The pseudo-locale uses LCID 4096 (0x1000, LOCALE_CUSTOM_DEFAULT). To activate it at runtime, set I18n.Current = new I18nContext { LCID = 4096 }.
When the switch is off (the default), no pseudo-locale code is generated — zero overhead in production builds.
Package references
<ItemGroup>
<PackageReference Include="intelligenthack.MoonBuggy" Version="1.0.0" />
<PackageReference Include="intelligenthack.MoonBuggy.SourceGenerator" Version="1.0.0"
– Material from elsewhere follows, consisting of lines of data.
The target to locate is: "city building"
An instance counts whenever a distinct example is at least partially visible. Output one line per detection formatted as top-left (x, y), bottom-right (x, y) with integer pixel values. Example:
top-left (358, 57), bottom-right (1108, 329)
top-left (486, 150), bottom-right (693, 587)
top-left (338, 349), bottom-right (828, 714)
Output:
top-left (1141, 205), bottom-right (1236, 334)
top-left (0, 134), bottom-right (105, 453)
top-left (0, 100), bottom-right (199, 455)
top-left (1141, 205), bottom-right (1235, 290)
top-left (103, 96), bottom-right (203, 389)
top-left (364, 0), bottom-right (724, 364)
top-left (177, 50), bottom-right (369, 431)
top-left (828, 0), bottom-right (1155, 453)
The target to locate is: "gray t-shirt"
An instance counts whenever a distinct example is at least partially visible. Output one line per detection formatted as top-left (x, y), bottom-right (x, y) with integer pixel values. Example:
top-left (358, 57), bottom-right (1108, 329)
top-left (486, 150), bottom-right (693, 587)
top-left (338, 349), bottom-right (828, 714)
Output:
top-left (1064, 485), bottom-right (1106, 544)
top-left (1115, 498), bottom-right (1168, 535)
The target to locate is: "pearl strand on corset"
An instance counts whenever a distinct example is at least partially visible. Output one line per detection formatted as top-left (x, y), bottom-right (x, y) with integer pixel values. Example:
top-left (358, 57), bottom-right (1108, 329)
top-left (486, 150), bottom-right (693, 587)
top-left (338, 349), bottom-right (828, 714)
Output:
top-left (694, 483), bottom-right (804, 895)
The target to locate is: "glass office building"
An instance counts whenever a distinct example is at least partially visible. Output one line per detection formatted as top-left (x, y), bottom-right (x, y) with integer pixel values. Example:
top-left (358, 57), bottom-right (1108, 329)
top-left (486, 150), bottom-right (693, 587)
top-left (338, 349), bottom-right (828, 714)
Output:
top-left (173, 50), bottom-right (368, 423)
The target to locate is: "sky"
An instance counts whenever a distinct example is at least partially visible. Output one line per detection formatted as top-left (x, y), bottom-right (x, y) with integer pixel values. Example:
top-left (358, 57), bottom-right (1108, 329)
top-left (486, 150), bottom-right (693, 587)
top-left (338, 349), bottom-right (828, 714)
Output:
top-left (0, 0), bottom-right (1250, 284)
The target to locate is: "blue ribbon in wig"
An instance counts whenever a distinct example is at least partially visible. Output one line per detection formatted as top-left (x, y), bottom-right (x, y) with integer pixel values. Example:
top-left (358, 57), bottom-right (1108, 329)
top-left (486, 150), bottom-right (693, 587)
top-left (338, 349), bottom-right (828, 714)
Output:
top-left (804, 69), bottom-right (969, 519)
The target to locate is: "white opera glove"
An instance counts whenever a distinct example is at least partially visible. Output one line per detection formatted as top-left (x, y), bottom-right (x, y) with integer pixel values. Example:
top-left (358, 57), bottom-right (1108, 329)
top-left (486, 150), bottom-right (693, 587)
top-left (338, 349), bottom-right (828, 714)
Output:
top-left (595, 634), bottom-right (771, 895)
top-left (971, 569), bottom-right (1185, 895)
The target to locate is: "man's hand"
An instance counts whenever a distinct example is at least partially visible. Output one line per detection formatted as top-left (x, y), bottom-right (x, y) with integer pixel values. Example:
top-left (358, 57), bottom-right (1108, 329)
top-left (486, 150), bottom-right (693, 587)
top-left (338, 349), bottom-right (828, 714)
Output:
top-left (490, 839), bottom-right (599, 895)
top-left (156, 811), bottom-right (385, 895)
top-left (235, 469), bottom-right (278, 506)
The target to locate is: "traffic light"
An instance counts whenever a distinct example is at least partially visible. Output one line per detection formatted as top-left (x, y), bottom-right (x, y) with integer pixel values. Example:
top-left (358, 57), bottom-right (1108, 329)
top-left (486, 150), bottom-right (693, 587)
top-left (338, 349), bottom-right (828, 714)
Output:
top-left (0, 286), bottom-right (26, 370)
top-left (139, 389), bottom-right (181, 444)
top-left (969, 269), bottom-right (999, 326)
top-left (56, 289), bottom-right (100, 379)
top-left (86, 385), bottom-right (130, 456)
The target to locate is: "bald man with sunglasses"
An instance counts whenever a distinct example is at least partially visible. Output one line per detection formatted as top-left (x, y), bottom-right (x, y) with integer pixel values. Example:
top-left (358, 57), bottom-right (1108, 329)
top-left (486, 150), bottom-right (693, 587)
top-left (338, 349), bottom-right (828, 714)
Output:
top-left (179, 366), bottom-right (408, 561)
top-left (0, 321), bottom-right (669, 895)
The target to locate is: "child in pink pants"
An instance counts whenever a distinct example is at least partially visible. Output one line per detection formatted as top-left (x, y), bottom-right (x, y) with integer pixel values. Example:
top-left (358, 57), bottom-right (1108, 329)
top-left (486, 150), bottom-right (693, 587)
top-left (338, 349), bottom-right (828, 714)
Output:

PrivateAssets="all" OutputItemType="Analyzer" />
</ItemGroup>
PrivateAssets="all"prevents the source generator from becoming a transitive dependency of consumers.OutputItemType="Analyzer"tells the compiler to load it as an analyzer/generator rather than a runtime reference.
Locale management
MoonBuggy provides I18n.Current (an AsyncLocal<I18nContext>) for per-request locale state. Your application sets it; MoonBuggy reads it. The library does not provide middleware, cookie handling, or header parsing — that is application-level logic.
using MoonBuggy;
// Middleware example
app.Use(async (context, next) =>
{
var culture = CultureInfo.GetCultureInfo("es");
I18n.Current = new I18nContext { LCID = culture.LCID };
await next();
});
If I18n.Current is never set, the LCID defaults to 0 (source locale). This means the application works without any locale middleware during development and in tests.
Lingui.js co-existence
MoonBuggy and Lingui.js can share the same PO files. Both use ICU MessageFormat as the msgid key, so entries from either extractor coexist in one catalog.
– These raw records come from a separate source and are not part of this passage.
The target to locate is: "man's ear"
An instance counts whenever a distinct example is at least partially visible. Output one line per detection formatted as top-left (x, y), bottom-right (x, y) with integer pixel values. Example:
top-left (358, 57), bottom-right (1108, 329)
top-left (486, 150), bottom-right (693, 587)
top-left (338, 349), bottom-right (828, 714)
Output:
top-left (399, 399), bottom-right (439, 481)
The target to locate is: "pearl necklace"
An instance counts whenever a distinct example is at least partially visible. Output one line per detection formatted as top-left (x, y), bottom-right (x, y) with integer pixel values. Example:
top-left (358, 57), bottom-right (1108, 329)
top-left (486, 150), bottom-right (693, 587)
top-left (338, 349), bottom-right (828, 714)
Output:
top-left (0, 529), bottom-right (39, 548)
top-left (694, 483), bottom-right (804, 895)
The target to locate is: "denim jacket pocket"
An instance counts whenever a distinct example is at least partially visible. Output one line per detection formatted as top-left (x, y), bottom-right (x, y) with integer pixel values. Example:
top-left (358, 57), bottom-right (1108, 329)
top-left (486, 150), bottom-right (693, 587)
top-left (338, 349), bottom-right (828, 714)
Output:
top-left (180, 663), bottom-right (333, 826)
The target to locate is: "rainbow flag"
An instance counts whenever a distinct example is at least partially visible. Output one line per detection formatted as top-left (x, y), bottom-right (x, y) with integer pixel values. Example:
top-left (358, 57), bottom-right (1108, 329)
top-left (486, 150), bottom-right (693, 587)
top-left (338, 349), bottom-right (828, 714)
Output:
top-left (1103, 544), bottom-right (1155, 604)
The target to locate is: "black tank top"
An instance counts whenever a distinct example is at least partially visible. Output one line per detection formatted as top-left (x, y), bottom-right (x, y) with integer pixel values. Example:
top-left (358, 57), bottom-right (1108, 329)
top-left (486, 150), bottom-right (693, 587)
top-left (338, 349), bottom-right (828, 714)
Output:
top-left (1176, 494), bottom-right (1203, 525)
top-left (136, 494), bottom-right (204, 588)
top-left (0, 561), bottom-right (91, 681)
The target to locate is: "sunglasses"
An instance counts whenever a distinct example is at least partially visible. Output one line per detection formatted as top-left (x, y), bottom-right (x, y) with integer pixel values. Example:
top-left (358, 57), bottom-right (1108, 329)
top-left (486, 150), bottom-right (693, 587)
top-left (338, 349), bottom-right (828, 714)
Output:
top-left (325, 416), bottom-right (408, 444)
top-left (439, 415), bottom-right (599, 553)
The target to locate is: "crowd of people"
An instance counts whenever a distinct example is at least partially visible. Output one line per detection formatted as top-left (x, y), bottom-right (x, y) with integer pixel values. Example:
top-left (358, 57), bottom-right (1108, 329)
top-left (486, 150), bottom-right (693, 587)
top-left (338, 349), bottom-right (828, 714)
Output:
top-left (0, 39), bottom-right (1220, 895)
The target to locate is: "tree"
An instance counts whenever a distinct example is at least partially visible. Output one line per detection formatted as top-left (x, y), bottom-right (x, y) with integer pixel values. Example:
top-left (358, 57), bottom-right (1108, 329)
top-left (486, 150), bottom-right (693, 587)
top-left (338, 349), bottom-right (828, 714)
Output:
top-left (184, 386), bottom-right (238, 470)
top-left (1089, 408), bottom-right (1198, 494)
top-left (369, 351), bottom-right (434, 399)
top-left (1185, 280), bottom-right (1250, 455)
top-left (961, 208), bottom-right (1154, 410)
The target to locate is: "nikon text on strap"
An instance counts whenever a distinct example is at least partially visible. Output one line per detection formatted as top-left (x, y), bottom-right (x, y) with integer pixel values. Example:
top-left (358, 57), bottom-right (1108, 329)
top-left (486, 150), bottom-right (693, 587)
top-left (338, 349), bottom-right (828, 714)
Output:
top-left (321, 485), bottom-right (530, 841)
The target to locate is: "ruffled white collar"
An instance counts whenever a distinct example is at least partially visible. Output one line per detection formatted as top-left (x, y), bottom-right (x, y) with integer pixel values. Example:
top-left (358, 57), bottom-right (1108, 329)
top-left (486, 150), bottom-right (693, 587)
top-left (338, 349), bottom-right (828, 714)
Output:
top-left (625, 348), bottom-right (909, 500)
Point both configs at the same catalog path:
moonbuggy.config.json:
{
"sourceLocale": "en",
"locales": ["en", "es"],
"catalogs": [
{
"path": "src/locales/{locale}/messages",
"include": ["**/*.cs", "**/*.cshtml"]
}
]
}
lingui.config.ts:
import { defineConfig } from "@lingui/cli";
export default defineConfig({
sourceLocale: "en",
locales: ["en", "es"],
catalogs: [
{
path: "src/locales/{locale}/messages",
include: ["src/**/*.ts", "src/**/*.tsx"],
},
],
});
Run both extractors independently:
moonbuggy extract # C# strings
npx lingui extract # JavaScript strings
Both update the same .po files. Entries are keyed by msgid, so if both extractors produce the same message (e.g., "Save changes"), it appears once with one translation.